Movies

No One in Hollywood Can Match Timothée Chalamet at This One Filmmaking Skill

No One in Hollywood Can Match Timothée Chalamet at This One Filmmaking Skill
Image credit: Legion-Media

Timothée Chalamet stole CCXP Brazil, turning a routine promo into a laugh-fueled spectacle that rocketed sports dramedy Marty Supreme’s buzz into overdrive.

Timothee Chalamet is not quietly rolling out Marty Supreme. He is turning the promo tour into a full-contact sport, and honestly, it is kind of riveting to watch.

CCXP Brazil: Timmy vs. Subtlety

At CCXP in Brazil, Chalamet basically treated the stage like his own late-night show. A clip from the Dec. 6, 2025 convention has him doing the most, and then some. This was not a normal panel, it was a spectacle, and he knew exactly what he was doing.

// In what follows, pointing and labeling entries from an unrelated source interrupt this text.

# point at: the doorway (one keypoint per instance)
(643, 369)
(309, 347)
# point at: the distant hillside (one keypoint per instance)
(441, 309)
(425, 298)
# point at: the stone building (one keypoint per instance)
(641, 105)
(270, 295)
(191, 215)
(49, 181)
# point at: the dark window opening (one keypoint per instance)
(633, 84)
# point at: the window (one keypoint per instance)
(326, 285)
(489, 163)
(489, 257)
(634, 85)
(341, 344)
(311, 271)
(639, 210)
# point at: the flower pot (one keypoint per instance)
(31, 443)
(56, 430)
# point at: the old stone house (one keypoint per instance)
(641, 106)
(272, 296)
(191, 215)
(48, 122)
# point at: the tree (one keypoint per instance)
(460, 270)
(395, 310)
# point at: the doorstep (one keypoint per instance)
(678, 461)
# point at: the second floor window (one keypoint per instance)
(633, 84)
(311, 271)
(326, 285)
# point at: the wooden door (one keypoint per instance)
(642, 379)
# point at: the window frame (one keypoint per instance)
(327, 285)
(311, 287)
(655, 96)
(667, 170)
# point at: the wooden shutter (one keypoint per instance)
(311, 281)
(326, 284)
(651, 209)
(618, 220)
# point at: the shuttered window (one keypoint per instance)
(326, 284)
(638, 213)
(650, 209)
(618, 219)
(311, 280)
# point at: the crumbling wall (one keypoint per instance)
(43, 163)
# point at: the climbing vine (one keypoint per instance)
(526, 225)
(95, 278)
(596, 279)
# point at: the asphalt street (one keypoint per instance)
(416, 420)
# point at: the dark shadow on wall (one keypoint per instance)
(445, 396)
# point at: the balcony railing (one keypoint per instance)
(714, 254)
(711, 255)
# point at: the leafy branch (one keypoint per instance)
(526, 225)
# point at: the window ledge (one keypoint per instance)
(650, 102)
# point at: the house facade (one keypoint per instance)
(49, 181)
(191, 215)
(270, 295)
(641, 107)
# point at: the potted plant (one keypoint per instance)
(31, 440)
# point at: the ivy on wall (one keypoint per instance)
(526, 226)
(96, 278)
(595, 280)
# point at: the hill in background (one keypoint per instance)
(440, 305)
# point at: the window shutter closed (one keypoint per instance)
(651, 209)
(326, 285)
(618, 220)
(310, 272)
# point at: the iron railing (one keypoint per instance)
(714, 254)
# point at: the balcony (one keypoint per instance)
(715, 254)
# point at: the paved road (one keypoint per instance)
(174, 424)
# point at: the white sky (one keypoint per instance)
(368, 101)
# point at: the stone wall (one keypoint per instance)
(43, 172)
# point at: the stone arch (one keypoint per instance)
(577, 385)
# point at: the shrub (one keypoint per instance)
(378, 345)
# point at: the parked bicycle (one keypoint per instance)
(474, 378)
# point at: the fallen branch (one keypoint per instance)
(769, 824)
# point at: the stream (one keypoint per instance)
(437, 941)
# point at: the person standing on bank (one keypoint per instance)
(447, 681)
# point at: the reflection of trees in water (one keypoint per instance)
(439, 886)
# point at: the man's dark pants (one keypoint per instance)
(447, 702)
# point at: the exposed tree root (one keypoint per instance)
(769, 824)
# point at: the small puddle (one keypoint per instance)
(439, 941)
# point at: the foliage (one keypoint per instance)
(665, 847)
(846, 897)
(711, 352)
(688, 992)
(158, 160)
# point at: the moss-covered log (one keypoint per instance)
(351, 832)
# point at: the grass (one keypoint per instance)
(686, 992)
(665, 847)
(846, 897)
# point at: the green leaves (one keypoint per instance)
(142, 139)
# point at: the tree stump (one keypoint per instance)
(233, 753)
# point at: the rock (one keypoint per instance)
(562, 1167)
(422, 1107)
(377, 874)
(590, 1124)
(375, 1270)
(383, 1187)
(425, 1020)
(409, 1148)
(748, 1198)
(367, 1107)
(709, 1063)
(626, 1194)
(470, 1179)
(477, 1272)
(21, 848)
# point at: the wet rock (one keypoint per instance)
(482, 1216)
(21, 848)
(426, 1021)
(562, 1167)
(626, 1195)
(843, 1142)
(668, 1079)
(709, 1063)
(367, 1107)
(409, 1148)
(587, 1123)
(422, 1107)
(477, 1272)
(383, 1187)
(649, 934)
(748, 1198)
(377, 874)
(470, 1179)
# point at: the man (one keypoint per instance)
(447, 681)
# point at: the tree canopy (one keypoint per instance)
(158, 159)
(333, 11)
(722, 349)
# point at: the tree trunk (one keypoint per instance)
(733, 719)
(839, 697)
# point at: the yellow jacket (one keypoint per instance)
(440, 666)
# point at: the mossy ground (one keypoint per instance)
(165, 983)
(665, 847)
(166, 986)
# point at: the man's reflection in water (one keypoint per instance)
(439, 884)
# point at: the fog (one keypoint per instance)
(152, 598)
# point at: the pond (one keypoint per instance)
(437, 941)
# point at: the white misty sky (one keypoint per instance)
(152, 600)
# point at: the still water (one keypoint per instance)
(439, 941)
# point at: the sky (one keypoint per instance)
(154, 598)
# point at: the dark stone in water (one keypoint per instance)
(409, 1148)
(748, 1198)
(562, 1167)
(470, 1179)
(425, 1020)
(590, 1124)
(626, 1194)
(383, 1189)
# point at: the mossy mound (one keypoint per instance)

  • Danced to Soulja Boy's 'Crank That' like it was 2007 again
  • Spoke Portuguese and told the crowd he's moving to Brazil
  • Threw his jackets into the audience
  • Paraded around with a Brazilian flag that had his face printed on it
  • Grabbed a bear prop off the stage decoration because why not
  • Tossed autographed tennis balls into the crowd like a marketing T-shirt cannon

It played like a chaotic, very entertaining victory lap for a movie that is not even out yet. Loud? Yes. Effective? Also yes.

The 'Zoom meeting' that was actually the bit

Chalamet also posted an 18-minute Zoom call to Instagram with A24 staffers where they 'brainstorm' the campaign for Marty Supreme. It is clearly a comedy sketch about corporate-speak and stunt marketing, and it doubles as real marketing because of course it does.

'We can't let this movie down. Like, we have to be intentional, reckless, aggressive. I'm thinking big. You know what I mean? This has got to be like one of the most important things that happens on planet Earth this year. Marty Supreme Christmas day.'

The big idea: flood the world with orange as a cheeky nod to how Barbie painted everything pink last year. He even pitches putting his face on cereal boxes and jokes about turning the Statue of Liberty orange. He spells out the vibe in the call:

'How do we not just cop the vibe of Barbie? Hardcore orange. Corroded orange. Falling apart orange. Rusted orange.'

One commenter nailed the meta of it all:

'There was a marketing meeting about this fake marketing meeting as a marketing strategy and it probably went something like this.'

Merch, a blimp, and famous friends

Beyond the sketch, the physical stunts are very real. There is a bright orange Marty Supreme blimp floating over Los Angeles. And there are custom track jackets made with designer Doni Nahmias, A24, and Chalamet's stylist Taylor McNeill. Tom Brady and Kid Cudi have been spotted wearing the gear, which is quite the flex for a ping-pong movie.

'He's super smart, strategic, and calculated. And I think it works really well,' designer Doni Nahmias told Elle about Chalamet steering the campaign.

Will it translate to box office?

Early tracking from Box Office Pro has Marty Supreme opening between $7 million and $12 million domestically. That is nowhere near Wonka's $39.5 million opening weekend, but for a 1950s table-tennis dramedy, those are respectable early numbers that could grow if the antics keep landing.

Quick refresher on the movie: Josh Safdie directs; the film is loosely inspired by American table tennis icon Marty Reisman; Chalamet plays the title role in a New York City story set in the 1950s. Marty Supreme opens December 25.

If the goal was to make this thing un-ignorable, mission accomplished. Are the stunts enough to get you into a theater on Christmas? I am genuinely curious.